I agree with George Will about as often as the Boston Red Sox agree with the New York Yankees, but as the law of broken clocks suggests, we must both be right at least twice a day. Will has recently suggested that conservatives should consider joining the effort to "break up the banks." As a progressive and populist I agree, and today I offer two separate proposals in the spirit of two late and great men, named Lloyd Bentsen and Jack Kemp.
First, regarding the breaking up of banks, let's enact a capital gains tax cut for long-term investors in "too big to fail" banks whose boards and shareholders voluntarily spin off component businesses to effectively restore the Glass-Steagall separation of financial businesses.
Second, regarding the repatriation of American multinational corporate finances that are currently sitting abroad, which could bring back to America up to $2 trillion, let's enact a tax holiday contingent on participating companies increasing their net American employment by 5 to 10 percent.
On the matter of banks, I have long argued that Glass-Steagall should be reenacted. But let's be honest -- the probability of the Glass-Steagall law being reenacted any time soon is lower than the probability that the College of Cardinals will summon Lance Armstrong to Vatican City to succeed Pope Benedict. But:
What would happen if the president and Congress, Democratic progressives and Republican conservatives were to all agree on a private-sector solution that would use the tax code to incentivize the rationalization of financial assets to achieve the widely favored concept of protecting consumers, investors and taxpayers from banks that are too big to fail, too big to understand, too big to manage, too big to indict and too big to govern?
What would happen, first, is that many of these assets would have more shareholder value as spin-off assets, owned and traded independently, than as indecipherable cogs in gigantic corporate blobs that create dangers and inefficiencies.
And then: Wall Street firms, large institutional investors, pension funds, private-equity funds, 401(k) managers and mutual fund holders would start calling CEOs and board members and suggesting that the rising tide of spin-off valuation could lift the boats of all investors large and small.
And then: Company insiders would be consulting with their wives and husbands about how they could spend the money created by the new value of their spin-off holdings (insider stock grants and options are not the noblest aspect of American capitalism).
And then: Someone in Congress would consult the congressional Joint Tax Committee, which might well suggest that a lower capital gains tax, levied on a higher volume of transactions on assets of higher net value, could bring more revenue and deficit reduction than a higher tax on fewer sales of lower priced assets.
In this scenario, some assets would be revealed as deserving lower value, which is what capitalism and markets are about. The spotlight shined on poorly performing assets would improve their management and efficiency.

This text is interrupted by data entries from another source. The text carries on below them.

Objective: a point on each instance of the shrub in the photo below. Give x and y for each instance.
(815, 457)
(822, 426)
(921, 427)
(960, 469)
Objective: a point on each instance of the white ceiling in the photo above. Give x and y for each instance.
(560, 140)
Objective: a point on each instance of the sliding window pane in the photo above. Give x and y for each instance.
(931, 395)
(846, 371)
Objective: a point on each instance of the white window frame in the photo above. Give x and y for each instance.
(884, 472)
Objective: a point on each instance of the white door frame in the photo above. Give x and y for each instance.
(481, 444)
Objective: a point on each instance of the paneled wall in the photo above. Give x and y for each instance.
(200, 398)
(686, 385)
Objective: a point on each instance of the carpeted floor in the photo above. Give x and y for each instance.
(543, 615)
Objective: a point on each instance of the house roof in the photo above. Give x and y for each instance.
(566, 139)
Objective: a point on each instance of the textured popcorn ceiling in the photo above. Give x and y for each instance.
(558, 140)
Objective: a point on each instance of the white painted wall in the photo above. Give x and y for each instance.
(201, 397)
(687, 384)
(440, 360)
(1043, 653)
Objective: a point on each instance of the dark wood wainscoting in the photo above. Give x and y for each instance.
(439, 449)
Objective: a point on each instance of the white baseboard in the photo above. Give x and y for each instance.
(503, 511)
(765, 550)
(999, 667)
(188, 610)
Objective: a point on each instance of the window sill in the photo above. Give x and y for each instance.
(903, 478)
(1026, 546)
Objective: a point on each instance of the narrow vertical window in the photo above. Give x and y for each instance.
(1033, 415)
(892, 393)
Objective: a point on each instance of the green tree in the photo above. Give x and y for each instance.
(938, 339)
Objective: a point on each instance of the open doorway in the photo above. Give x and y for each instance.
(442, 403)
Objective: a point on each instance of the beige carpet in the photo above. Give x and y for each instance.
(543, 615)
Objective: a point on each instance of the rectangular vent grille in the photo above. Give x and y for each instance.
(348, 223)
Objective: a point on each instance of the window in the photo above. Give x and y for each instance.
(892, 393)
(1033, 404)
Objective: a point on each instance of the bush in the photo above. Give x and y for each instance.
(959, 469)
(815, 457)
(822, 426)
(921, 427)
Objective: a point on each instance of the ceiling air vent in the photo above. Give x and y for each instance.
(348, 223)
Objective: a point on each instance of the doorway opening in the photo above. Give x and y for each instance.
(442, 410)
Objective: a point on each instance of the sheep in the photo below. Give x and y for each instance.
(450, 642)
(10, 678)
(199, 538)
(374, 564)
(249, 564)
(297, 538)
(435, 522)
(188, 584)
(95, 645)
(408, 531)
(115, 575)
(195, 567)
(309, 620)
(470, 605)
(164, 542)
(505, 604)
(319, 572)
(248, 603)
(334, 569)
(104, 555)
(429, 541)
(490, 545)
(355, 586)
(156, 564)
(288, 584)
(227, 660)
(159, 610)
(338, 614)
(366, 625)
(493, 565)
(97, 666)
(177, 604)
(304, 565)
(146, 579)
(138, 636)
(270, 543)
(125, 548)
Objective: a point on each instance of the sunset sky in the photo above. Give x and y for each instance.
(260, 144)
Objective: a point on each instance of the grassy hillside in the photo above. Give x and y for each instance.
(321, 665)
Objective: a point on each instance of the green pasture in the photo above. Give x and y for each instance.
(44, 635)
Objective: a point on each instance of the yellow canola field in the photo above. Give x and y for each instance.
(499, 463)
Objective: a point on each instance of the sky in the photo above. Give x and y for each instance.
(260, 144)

Similar logic could be applied to enacting lower taxes for the repatriation of foreign-held assets tied to significant increases in domestic employment, which is what companies promise they will do anyway with repatriated funds. Because previous such promises have not been honored, requiring certification of employment gains would be necessary to create a program that repatriates jobs along with profits, and repatriates prosperity for the nation along with profits for the companies, rather than subsidizing and rewarding the exportation and destruction of American jobs.
We cannot know for certain whether Lloyd Bentsen and Jack Kemp would support these ideas, but we know for certain they would be working overtime to break through our gridlock with innovative economic ideas to create new wealth, jobs and prosperity.